The Black Death was the most lethal pandemic in human history, and geneticists have long been curious about its origins and its impact on human migrations and immunity. “It’s just unimaginable,” says Luis Barreiro, a human population geneticist at the University of Chicago in Illinois.
Barreiro and his colleagues hypothesized that such a dramatic event could have left its mark on the evolution of the immune system. To find out, they looked at genetic variation in more than 200 DNA samples isolated from the bones or teeth of individuals who lived before the plague, died from it or lived one or two generations later.

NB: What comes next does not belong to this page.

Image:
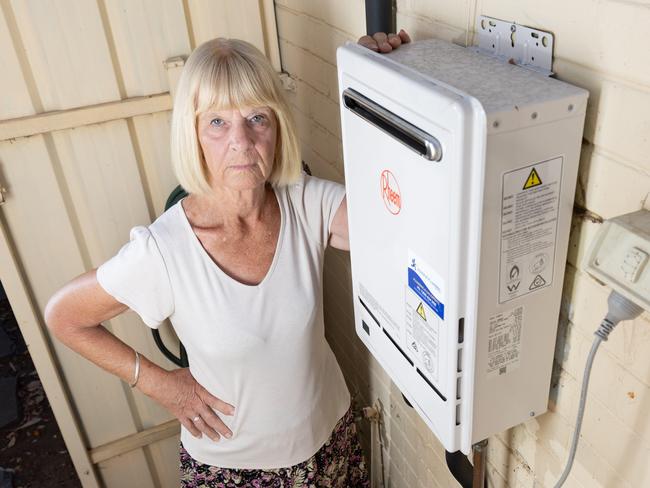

Barreiro and his collaborators speculated that having a full-length, fully functional ERAP2 protein might have improved immune protection during the Black Death. Laboratory studies backed up this idea: macrophages expressing the longer version of ERAP2 were able to keep Yersinia pestis from replicating more effectively than were macrophages expressing the truncated version.
But the protective ERAP2 gene variant is also a known risk factor for Crohn’s disease. Another of the variants Barreiro and his colleagues found is associated with rheumatoid arthritis and another autoimmune condition, systemic lupus erythematosus. This, says Barreiro, highlights the relevance of studying the evolutionary pressures that might select for these variants: “These variants can also today impact sensitivity to immune-related disorders.”